R. Kelly's video closet
TONY celebrates the embattled soul star's greatest---and strangest---visual victories.
Mon Jun 27 2011
Photograph: Jeremy Rall
It's become fashionable among music pundits to call an oddball pop artist like R. Kelly "brilliant" and "genius," terms of praise soaked in mocking irony. But to judge the Chicago R&B superstar in that manner is both too easy and unfair. Kelly is indeed the author of a number of goofy, hypersexual songs ripe for parody—"Sex Planet," "Be My #2," "I Like the Crotch on You," "Half on a Baby"...need we continue?—and has also constructed one of music's most bizarre personal lives. Yet there's no denying his knack for indelible hooks or unshakable commitment to his ideas, no matter how outlandish. In his latest video, "Radio Message" (from last year's throwback LP, Love Letter), a heartsick Kels phones a radio station and unfurls a song meant for the ears of his ex—who just happens to be listening in a car across town. (If Kels called Hot 97 weekly to do this, we could delete our iTunes folders.) The clip is a jewel among a singular visual oeuvre; though it's free of the outright ribaldry for which Kelly has been often caricatured, it's undeniably fun all the same. As a tribute to this week's gig in Jersey, here are five top R. Kelly videos—and remember, there are no wrong choices, only dozens of correct combinations.

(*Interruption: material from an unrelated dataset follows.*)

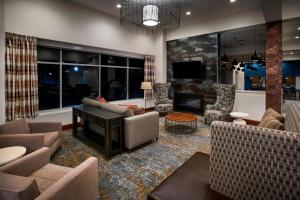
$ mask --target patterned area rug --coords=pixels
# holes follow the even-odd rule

"I Believe I Can Fly" (1996)
Though Kelly recorded this song for the '90s pop-culture orgasm that is the 1996 film Space Jam—in which Michael Jordan teamed up with various Looney Tunes characters and an uncredited Bill Murray to hoop against a squad that featured cartoon alien-mutant versions of Charles Barkley and Patrick Ewing—the video is one of the more sober clips in the Kelly archives, and strikingly bereft of sexual overtones, save for a couple scenes of Bugs and a female rabbit snuggling. Kelly still manages to conduct a choir joyously and wear a zebra-print coat and pants—though mysteriously never at the same time.
"Trapped in the Closet" (2005)
Surely the most famous video in the Kelly canon, this infidelity opus in 22 chapters caroms into increasingly bizarre corners. The early portion spells out a relatively tight cuckolding drama; its accompanying edit, "Trapped in the Closet Chapters 1--5," is a highly listenable song that got plenty of burn on the radio. The honeymoon doesn't last: "Trapped in the Closet" quickly tumbles into to the narrative's bat-shit back end, which involves more cheating, a midget, a nonsensical revenge plot, widespread HIV contamination (referred to as "the package," for some reason) among the pimping ranks, and Michael K. Williams. It remains the pinnacle of weird for a decade of music videos; no one else even came close. Perhaps they heeded the word of Williams's most famous television character, Omar: "If you come at the king, you best not miss!"
"Ignition (Remix)" (2003)
Dave Chappelle's "Piss on You (Remix)" had some fun with Kelly's notorious sex-tape trial, and perhaps the parody is the more recognizable piece of pop culture. But Kelly's original is a good representation of his more-moderate output, including partying-excess--centric clips like "Fiesta" and "I'm a Flirt." Among this oeuvre, "Ignition (Remix)" remains a highly notable digest.
"Same Girl" (2007)
The central conceit of "Same Girl" is simple: Kelly and Usher have been macking independently, and unfortunately, the target of their passions might well be the same girl. Ush: "Does she got a kid?" Kels: "Yep." Ush: "Love some Waffle House?" Kels: "Yep." Ush: "Do she got a beauty mark on the left side of her mouth?" Kels: "Man!" Though the song, as scripted, suggests that the girl is double-timing, the video offers a delightful twist ending worthy of Hitchcock—or at least Shyamalan. (Spoiler alert: Twins!)
"Real Talk" (2007)
"I've decided to do this shit, 'Real Talk,' on YouTube because I think it's a great song even though there's a lot of profanity in it," Kelly proclaims at the onset of this video, continuing: "But the profanity represents just how real shit gets when you're arguing with your girl." And although that's quite the way to set the tone for a video, it's arguably the most boring part; Kels' aggravated conversation with his girl—punctuated, of course, with the phrase real talk, to make sure everyone knows just how real it's getting, is one of the best things on YouTube. As the title indicates, stuff gets really, really real as "Real Talk" surges into its climax.